В докладе «Об экспериментальном театре», прочитанном 4 мая 1939 г. в стокгольмском Доме студентов перед участниками Студенческого театра, Бертольт Брехт, в частности, говорил: «Произвести очуждение события или характера – значит прежде всего просто лишить событие или характер всего, что само собой разумеется, знакомо, очевидно, и вызвать по поводу этого события удивление и любопытство». Таким образом, продолжал Б. Брехт, «…очуждать – это значит историзировать, изображать события и персонажи как нечто историческое, преходящее… В результате зритель обретает в театре новую позицию. По отношению к картинам человеческой жизни он обретает теперь такую же позицию, какую человек нашего века занимает по отношению к природе. Он и в театре будет воспринимать мир с позиции великого преобразователя, который может вмешиваться в процессы природы и процессы общественные, который не только воспринимает мир, но и совершенствует его. Театр уже не пытается опьянить зрителя, наделить его иллюзиями, заставить забыть собственный мир, примирить с собственной судьбой. Теперь театр открывает ему мир для активных действий».
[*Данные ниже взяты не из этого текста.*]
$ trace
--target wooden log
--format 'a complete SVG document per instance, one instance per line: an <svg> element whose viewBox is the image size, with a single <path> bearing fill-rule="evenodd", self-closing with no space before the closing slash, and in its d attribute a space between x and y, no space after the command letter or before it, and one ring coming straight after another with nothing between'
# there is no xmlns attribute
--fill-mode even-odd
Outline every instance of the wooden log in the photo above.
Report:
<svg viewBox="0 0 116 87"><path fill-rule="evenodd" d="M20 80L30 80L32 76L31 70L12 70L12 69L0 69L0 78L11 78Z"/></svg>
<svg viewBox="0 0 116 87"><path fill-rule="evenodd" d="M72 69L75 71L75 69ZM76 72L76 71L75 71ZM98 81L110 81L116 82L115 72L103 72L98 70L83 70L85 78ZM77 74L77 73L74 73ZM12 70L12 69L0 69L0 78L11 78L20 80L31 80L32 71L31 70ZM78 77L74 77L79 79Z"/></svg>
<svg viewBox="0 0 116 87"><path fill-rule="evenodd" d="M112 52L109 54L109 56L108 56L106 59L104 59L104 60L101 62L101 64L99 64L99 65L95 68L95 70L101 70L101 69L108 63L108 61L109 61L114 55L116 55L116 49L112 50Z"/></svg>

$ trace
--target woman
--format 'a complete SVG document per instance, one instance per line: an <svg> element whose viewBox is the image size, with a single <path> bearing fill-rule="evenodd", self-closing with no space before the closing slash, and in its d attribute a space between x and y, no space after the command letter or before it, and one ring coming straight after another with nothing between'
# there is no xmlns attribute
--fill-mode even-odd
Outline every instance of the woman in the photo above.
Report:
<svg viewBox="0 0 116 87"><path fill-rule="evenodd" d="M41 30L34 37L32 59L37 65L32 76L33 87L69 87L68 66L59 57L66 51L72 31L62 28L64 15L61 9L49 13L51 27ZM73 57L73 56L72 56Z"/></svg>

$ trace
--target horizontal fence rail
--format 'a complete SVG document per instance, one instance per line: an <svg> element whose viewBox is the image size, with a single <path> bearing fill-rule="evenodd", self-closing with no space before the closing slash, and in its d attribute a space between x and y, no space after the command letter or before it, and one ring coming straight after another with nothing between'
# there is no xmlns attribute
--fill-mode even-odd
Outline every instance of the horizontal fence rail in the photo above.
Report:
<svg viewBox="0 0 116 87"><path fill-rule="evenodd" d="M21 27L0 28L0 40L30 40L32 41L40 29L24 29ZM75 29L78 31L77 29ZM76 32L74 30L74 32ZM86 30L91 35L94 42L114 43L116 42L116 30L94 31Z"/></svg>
В качестве примера Брехт приводит знаменитый шекспировский сюжет. Король Лир разгневан неблагодарностью дочерей; в драматическом театре актер сыграет эту сцену так, что зрителю этот гнев покажется единственно возможной естественной реакцией, он и сам разгневается и никакого иного состояния даже не сможет себе представить. В эпическом театре посредством «техники очуждения», посредством актерской игры гнев Лира должен удивить зрителя, вполне способного представить себе совсем иное поведение оскорбленного отца. Это не значит, что гнев Лира в эпическом театре будет восприниматься как абсолютно неестественный или нечеловеческий, однако и не общечеловеческий – вот что важно; кто-то другой на месте Лира может переживать такое же состояние, а может и совершенно иное, обусловленное определенными обстоятельствами, временем, влиянием окружающих и т. д. Очевидно, предельно политизированный эпический театр был одновременно и театром интеллектуальным, рассчитанным на нетривиальную рецепцию, на аналитическую зрительскую реакцию, не на эмоции, а именно на разум.
Впрочем, в подобном обращении к сознанию, к разуму Брехт (как и в других составляющих своей теории и практики эпического театра) был отнюдь не одинок. Как известно, Бернард Шоу тоже считал величайшим злом подмену интеллектуальной деятельности в искусстве чувственным экстазом. Театр, способный научить человека думать, утверждал английский драматург, способен научить и действовать; вслед за великим норвежским реформатором театра Генриком Ибсеном Шоу отдавал предпочтение интеллектуально-аналитической архитектонике произведений, насыщал их диалогами-дискуссиями. В то же время в зрелых, самых значительных пьесах Брехта (как и в произведениях вышеназванных представителей других национальных литератур) показаны не персонажи-идеи, не герои-тезисы, а живые личности, наделенные неповторимым психологическим миром.
В целом же эстетика Бертольта Брехта продолжила самые разные традиции, будучи порождена театрально-драматургическими явлениями многих времен и народов; согласно самому художнику, он изучал стилистику античного, китайского, классического и народного испанского, елизаветинского и других театров. Кроме того, в эпическом театре Б. Брехта дают о себе знать элементы поучительной пьесы (lehrst"uck) с ее провоцирующим, побуждающим к трезвому анализу пафосом, с ее рационализмом, восходящим в свою очередь к дидактической школьной драме XVI–XVII вв.